ABSTRACT

This chapter describes trade name, classification, approved indications for psychological disorders, usual dosage and administration, relative contraindications, clinically significant drug interactions, adverse drug reactions and overdosage of Nortriptyline. Nortriptyline pharmacotherapy during pregnancy has been associated with a neonatal distress syndrome characterized by hypertonia, respiratory distress, and urinary retention.
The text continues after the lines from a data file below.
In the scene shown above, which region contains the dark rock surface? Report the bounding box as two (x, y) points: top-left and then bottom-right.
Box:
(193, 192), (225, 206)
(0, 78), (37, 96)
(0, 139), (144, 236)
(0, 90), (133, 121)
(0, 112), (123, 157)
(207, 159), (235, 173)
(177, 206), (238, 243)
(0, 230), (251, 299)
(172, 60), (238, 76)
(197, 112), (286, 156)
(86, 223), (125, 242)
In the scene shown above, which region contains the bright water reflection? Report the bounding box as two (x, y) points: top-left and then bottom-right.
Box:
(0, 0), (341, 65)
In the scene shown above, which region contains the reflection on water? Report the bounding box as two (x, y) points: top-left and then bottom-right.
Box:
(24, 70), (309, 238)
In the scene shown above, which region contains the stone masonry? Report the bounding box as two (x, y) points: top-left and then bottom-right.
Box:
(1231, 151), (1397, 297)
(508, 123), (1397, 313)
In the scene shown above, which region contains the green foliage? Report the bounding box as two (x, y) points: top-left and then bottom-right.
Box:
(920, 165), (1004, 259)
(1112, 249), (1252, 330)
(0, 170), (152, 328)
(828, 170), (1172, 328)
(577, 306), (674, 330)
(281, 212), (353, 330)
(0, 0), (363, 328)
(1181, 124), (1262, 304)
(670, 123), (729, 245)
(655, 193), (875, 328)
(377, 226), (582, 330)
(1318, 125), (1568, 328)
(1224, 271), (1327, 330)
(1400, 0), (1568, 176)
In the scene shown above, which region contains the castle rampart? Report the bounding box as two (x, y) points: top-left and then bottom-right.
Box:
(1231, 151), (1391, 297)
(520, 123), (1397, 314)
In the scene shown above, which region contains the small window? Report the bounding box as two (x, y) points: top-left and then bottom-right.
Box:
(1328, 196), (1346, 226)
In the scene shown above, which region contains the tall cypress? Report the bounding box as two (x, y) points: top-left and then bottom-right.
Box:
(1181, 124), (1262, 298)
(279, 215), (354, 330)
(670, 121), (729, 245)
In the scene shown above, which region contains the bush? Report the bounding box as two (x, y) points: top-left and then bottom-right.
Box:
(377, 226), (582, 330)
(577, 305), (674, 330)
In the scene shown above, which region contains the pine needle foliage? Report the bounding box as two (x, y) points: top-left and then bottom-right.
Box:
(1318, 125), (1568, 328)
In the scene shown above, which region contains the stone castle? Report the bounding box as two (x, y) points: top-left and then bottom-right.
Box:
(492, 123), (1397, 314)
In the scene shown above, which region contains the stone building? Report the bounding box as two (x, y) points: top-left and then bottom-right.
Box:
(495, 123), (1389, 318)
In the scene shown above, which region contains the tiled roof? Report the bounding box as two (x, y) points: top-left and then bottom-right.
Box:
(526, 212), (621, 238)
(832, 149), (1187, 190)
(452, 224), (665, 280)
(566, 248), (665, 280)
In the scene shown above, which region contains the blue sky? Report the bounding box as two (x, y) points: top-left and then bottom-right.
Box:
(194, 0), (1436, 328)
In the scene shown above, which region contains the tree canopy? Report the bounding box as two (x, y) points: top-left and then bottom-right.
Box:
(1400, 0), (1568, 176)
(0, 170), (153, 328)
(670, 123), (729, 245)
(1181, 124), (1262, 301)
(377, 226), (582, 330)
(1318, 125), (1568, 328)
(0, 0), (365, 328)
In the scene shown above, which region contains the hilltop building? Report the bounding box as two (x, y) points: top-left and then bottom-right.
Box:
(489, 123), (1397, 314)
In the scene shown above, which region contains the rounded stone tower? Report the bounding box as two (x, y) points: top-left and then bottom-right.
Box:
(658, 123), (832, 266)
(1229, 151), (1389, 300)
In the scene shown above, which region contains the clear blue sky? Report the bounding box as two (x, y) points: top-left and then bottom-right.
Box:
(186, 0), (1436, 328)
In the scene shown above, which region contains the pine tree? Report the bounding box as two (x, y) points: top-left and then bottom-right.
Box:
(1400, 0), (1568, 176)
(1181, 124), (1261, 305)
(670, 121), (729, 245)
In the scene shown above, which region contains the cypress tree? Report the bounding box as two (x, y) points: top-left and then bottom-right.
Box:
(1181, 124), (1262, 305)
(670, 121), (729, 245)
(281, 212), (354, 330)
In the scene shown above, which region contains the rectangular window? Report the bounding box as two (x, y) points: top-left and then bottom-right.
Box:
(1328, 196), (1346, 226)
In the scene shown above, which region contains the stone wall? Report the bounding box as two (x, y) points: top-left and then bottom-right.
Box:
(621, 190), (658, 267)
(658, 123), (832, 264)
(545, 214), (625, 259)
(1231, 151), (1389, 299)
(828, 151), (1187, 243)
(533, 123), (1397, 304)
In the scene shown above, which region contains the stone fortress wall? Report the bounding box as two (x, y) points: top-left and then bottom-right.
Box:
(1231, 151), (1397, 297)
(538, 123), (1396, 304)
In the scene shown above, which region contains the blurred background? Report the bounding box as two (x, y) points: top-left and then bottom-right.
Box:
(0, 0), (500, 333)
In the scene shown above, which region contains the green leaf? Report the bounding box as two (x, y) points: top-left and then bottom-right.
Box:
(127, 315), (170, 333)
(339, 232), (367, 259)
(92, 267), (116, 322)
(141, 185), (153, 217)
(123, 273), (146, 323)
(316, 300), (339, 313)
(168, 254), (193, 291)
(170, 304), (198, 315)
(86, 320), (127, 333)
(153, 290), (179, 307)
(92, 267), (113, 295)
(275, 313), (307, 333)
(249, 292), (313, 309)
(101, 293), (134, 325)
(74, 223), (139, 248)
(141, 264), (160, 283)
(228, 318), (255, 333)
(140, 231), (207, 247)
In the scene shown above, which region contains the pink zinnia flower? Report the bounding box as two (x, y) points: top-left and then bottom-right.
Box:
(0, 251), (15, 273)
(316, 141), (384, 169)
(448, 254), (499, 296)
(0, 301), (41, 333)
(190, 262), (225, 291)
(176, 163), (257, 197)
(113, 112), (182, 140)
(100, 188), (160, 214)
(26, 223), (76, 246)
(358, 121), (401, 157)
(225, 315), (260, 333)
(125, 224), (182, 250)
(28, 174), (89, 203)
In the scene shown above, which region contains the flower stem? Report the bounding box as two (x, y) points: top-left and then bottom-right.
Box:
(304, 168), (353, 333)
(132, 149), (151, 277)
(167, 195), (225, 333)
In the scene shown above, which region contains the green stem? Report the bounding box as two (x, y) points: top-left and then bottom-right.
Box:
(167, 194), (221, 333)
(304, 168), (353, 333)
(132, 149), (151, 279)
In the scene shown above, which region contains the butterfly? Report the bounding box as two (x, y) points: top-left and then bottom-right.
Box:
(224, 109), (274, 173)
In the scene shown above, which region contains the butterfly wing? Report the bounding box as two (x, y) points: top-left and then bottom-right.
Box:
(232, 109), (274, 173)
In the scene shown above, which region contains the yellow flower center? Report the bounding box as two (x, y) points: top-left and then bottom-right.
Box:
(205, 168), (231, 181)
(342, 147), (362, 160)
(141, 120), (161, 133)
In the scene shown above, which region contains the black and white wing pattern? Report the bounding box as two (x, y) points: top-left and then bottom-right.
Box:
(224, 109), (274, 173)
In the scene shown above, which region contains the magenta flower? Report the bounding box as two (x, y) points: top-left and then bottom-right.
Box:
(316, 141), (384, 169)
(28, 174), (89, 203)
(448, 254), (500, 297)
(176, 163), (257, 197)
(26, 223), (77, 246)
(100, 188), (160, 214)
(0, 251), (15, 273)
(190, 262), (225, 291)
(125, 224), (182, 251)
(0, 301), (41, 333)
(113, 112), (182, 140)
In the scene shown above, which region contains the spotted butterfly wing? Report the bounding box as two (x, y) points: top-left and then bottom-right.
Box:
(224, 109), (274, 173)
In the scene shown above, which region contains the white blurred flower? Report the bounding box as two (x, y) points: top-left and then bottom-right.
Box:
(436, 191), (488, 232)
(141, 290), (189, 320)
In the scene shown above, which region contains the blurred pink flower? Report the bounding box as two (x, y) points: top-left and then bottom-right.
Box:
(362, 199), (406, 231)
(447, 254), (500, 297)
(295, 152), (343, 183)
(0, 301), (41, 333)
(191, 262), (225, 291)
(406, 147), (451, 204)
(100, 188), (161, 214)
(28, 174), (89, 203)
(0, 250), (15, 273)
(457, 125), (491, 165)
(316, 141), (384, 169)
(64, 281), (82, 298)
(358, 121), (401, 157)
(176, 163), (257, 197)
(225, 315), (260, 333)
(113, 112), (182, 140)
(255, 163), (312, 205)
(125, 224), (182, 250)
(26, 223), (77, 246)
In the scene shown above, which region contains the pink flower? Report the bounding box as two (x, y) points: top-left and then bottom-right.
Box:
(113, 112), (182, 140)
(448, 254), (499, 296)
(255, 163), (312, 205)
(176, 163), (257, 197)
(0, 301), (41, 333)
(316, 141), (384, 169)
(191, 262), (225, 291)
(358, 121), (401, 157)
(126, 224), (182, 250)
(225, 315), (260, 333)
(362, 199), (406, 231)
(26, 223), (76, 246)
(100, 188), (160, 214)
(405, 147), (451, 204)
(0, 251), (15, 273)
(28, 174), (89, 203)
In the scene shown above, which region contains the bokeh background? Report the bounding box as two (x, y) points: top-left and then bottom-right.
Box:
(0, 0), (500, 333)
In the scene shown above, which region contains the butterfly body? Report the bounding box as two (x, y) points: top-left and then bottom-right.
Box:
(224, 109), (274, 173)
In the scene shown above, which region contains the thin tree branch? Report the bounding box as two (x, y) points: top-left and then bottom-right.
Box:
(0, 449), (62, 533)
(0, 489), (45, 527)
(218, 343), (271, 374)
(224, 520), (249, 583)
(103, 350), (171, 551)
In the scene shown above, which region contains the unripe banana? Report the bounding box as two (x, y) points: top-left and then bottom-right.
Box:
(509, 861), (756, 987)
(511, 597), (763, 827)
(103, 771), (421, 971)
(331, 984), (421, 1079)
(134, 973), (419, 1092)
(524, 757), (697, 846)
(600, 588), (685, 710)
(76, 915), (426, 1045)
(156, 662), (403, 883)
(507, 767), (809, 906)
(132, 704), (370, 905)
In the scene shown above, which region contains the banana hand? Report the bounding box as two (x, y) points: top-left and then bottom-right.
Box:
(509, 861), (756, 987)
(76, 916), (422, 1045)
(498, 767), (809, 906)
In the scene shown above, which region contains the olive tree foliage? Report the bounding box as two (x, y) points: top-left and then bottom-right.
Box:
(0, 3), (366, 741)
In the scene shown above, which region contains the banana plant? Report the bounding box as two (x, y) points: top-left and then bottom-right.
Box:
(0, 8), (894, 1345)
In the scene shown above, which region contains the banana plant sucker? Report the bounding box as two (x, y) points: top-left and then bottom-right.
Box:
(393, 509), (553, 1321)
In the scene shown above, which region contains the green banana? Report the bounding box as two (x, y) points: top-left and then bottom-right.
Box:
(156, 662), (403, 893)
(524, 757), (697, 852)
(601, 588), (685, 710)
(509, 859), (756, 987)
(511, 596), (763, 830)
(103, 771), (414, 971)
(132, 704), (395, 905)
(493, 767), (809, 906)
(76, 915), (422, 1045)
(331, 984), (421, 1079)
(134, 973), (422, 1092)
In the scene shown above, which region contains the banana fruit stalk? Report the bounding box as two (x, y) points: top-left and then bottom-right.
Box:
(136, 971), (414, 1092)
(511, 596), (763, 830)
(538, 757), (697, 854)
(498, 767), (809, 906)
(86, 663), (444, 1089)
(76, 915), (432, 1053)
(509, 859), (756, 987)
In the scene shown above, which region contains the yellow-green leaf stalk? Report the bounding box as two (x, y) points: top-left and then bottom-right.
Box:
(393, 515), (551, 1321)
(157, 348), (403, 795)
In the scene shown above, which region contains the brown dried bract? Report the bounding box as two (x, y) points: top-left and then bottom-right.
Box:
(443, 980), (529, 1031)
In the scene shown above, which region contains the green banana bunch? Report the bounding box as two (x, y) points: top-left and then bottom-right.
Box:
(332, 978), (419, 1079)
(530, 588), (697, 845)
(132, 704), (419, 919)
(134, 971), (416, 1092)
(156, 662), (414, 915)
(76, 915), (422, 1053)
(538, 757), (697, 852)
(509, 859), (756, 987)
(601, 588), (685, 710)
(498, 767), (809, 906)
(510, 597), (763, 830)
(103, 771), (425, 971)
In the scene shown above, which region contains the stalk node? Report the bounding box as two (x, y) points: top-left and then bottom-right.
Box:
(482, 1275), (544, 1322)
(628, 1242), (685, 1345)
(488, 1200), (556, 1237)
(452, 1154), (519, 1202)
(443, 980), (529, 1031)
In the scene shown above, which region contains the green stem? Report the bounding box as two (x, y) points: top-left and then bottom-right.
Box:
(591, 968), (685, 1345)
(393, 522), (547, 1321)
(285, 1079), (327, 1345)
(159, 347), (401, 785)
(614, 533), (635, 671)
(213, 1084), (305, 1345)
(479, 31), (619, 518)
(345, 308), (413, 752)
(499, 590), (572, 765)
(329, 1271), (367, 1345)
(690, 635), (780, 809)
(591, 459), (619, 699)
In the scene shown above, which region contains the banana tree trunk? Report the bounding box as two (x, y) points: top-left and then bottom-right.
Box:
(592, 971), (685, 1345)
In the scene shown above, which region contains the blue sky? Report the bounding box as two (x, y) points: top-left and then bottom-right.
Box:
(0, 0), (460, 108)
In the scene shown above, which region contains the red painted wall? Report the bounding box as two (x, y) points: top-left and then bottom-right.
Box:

Avoid prescribing nortriptyline pharmacotherapy to women who are pregnant. Blood concentrations may be useful for monitoring the patient’s ability to manage his or her nortriptyline pharmacotherapy or possible overdosage. Concurrent nortriptyline pharmacotherapy may decrease the antihypertensive action of clonidine. Concurrent nortriptyline pharmacotherapy may decrease the neuronal uptake of guanethidine and, thus, decrease its antihypertensive action. Concurrent nortriptyline and MAOI pharmacotherapy may result in an increase in the therapeutic action and toxic effects of both drugs. Signs and symptoms of nortriptyline overdosage are similar to those observed with overdosages involving other TCAs. As with other TCA overdosage, emergency symptomatic medical support of body systems is required with attention to increasing nortriptyline elimination.